Women Newcomer Professionals in the GTA

Today is International Women’s Day, so it is a good time to revisit how the Greater Toronto Area (GTA) labour market is getting on in leveraging the talent of women newcomer professionals. While the overall unemployment rates for newcomer women have been on a declining trend, the gender gaps in employment & earnings are still intact – and we need to do much more.

Unemployment continues to present a barrier in realizing the true potential of female newcomer professionals. In the GTA, the unemployment rate of recent, working-age female economic immigrants was 14.1% in 2016, compared to 7.9% for male economic immigrants.[1] Similarly, university-educated female newcomers were 3.5 times more likely to be unemployed than university-educated men born in Canada. [2] 

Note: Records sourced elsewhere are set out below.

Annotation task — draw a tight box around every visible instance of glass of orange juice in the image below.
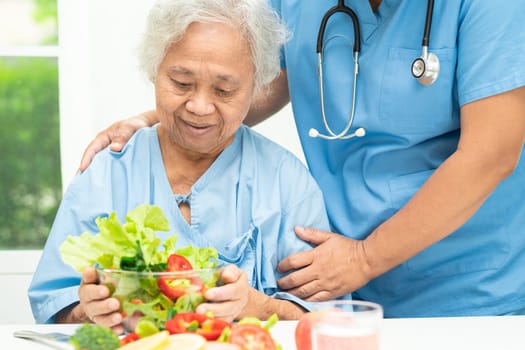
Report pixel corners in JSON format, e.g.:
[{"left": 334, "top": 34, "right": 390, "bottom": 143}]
[{"left": 311, "top": 300, "right": 383, "bottom": 350}]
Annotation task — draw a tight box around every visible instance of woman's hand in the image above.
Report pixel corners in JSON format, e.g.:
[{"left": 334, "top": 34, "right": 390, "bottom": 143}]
[
  {"left": 79, "top": 111, "right": 158, "bottom": 172},
  {"left": 77, "top": 267, "right": 124, "bottom": 334},
  {"left": 195, "top": 265, "right": 250, "bottom": 322},
  {"left": 277, "top": 227, "right": 374, "bottom": 301}
]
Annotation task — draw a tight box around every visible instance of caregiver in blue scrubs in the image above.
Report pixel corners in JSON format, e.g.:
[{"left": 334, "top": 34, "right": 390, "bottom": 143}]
[{"left": 80, "top": 0, "right": 525, "bottom": 317}]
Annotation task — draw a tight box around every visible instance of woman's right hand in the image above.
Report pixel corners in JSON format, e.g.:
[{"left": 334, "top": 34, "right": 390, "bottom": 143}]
[
  {"left": 195, "top": 265, "right": 250, "bottom": 322},
  {"left": 79, "top": 111, "right": 158, "bottom": 172},
  {"left": 78, "top": 267, "right": 124, "bottom": 334}
]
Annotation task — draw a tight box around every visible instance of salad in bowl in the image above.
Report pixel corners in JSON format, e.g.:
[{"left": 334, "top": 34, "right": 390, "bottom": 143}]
[{"left": 60, "top": 204, "right": 221, "bottom": 330}]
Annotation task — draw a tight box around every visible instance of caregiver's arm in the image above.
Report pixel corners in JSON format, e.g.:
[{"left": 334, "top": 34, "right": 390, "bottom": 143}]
[
  {"left": 245, "top": 69, "right": 290, "bottom": 126},
  {"left": 278, "top": 86, "right": 525, "bottom": 301},
  {"left": 364, "top": 85, "right": 525, "bottom": 278},
  {"left": 78, "top": 70, "right": 289, "bottom": 171},
  {"left": 78, "top": 111, "right": 157, "bottom": 171}
]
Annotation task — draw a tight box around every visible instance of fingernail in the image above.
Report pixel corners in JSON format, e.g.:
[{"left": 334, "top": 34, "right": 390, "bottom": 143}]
[{"left": 110, "top": 143, "right": 122, "bottom": 151}]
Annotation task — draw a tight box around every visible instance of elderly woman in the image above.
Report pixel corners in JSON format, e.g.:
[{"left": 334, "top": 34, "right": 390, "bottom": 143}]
[{"left": 29, "top": 0, "right": 333, "bottom": 332}]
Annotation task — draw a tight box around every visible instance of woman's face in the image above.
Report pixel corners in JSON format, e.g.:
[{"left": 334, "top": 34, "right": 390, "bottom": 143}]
[{"left": 155, "top": 22, "right": 255, "bottom": 157}]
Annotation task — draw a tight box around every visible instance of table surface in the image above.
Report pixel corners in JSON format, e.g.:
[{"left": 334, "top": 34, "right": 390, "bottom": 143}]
[{"left": 3, "top": 316, "right": 525, "bottom": 349}]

The gender gap in wage income is just as prevalent. Our State of Immigrant Inclusion report last year showed that newcomer women in the GTA with a university degree or higher earned almost half the amount of their counterparts born in Canada. And, unfortunately, this hasn’t changed in the last 15 years. In addition, newcomer women were disproportionately affected by underemployment.  Only 37% with a bachelor’s degree or above, for instance, were in a job that required university education, compared to 54% for newcomer men with the same qualifications.[3]

Taking an intersectional perspective gives an even clearer view of the challenges – women are much worse off when they are both recent immigrants and belong to racialized groups. Racialized women newcomers with university degree or above were 4.6 times more likely to be unemployed than non-racialized men born in Canada with the same qualifications, and 3.2 times more likely to be without employment compared to their racialized counterparts born in Canada. [4] It is important not to forget that every women and every immigrant experience the job market differently.

Given the gaps and intersectionalities, how can we promote equality in the GTA labour market for women newcomer professionals? There are many things that employers can do to help. Below are a few priority areas and tips to consider:

  • Draw on TRIEC’s Inclusive Workplace Competencies to equip staff and decision-makers with the knowledge, skills, and expectations to act inclusively in the workplace
  • Set diversity and inclusion targets for newcomer women, hold staff accountable, track and evaluate progress and communicate the results[5]
  • Learn how to take a strategic approach to creating an inclusive workplace with TRIEC’s Certificate in Inclusive Leadership.
  • Carry out a gender gap analysis to assess where your organization stands in the inclusion of women overall, as some of the barriers faced by women professionals are regardless of immigration status
  • Adopt flexible working arrangements, extended leave options and back-to-work initiatives to support women to (re)join the workforce[6]

[1] Statistics Canada, 2016 Census of Population, Statistics Canada Catalogue no. 98-400-X2016203.
[2] Statistics Canada, 2016 Census of Population, Statistics Canada Catalogue no. 98-400-X2016198.
[3] TRIEC, 2018, State of Immigrant Inclusion in the Greater Toronto Area Labour Market.
[4] Statistics Canada, 2016 Census of Population, Statistics Canada Catalogue no. 98-400-X2016286.
[5] Based on McKinsey & Company, 2017, Women Matter: Time to Accelerate.